L’ancien grand mufti proche d’Assad condamné à la perpétuité
La justice syrienne a condamné lundi à la prison à perpétuité l'ancien grand mufti Ahmed Badreddin Hassoun, en poste sous le pouvoir du président déchu Bachar el-Assad, notamment pour incitation à la haine confessionnelle et abus de fonction.
(Keystone-ATS) Il s’agit du premier jugement rendu contre un responsable religieux dans le cadre des procès intentés contre Bachar al-Assad et des personnalités qui lui étaient liées.
Cette condamnation est la dixième d’une figure du pouvoir d’Assad par les nouvelles autorités syriennes. L’ancien grand mufti, qui a occupé ce plus haut poste religieux pendant plus de 16 ans, était connu pour sa proximité avec le président déchu, et ses apparitions répétées à ses côtés lors d’occasions religieuses.

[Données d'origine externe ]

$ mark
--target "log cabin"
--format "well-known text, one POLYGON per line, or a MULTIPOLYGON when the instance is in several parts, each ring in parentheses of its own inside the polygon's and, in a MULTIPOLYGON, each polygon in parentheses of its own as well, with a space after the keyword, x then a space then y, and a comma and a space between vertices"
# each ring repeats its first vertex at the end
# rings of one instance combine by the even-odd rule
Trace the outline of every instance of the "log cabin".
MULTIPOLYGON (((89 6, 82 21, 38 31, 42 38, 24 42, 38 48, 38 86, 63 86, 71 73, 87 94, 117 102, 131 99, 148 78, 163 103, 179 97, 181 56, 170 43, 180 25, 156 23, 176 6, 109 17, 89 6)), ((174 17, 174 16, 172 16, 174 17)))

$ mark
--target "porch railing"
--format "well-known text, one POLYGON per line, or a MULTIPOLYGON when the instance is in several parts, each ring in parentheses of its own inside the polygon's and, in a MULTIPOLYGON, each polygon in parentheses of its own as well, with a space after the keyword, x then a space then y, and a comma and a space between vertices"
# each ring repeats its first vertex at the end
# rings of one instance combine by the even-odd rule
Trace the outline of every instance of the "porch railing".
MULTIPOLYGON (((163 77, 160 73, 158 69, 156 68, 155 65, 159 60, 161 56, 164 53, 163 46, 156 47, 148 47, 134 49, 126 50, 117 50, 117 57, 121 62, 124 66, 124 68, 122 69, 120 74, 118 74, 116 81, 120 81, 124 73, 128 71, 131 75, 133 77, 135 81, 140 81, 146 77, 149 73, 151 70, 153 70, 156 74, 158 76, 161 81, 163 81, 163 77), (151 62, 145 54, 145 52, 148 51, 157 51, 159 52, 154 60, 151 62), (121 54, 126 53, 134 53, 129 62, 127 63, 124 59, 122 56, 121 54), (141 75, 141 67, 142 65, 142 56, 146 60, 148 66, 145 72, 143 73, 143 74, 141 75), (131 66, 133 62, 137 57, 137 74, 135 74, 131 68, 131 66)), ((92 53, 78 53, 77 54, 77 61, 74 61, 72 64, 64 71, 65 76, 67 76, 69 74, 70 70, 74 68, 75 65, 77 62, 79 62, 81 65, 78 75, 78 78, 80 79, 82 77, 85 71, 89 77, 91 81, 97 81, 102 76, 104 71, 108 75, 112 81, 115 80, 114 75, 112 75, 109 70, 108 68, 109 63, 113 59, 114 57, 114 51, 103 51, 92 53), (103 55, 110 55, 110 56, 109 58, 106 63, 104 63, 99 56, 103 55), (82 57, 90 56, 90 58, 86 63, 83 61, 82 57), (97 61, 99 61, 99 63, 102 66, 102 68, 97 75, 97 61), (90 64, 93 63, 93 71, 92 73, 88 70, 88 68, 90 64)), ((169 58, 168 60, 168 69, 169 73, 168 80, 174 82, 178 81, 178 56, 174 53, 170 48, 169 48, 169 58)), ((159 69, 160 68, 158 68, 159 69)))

Le tribunal de Damas a condamné l’accusé, en sa présence, à la prison à perpétuité pour avoir «attisé la guerre civile et les affrontements confessionnels».
Il a également prononcé à son encontre d’autres peines de prison allant de trois à 20 ans pour «incitation intentionnelle au meurtre», «participation directe» à des meurtres, et pour avoir attisé les «haines confessionnelles et raciales».
Biens confisqués
Le tribunal a aussi ordonné la confiscation des biens de l’ancien mufti.
Le 11 août, l’ex-président – qui a fui en Russie à sa chute en décembre 2024 – son frère Maher et cinq ex-responsables sécuritaires ont été condamnés par contumace à la peine de mort pour crimes commis durant la guerre civile (2011-2024).
La justice syrienne a en outre condamné à mort, en leur présence, l’ancien responsable sécuritaire Atif Najib, ainsi que Wassim el-Assad, cousin du président déchu.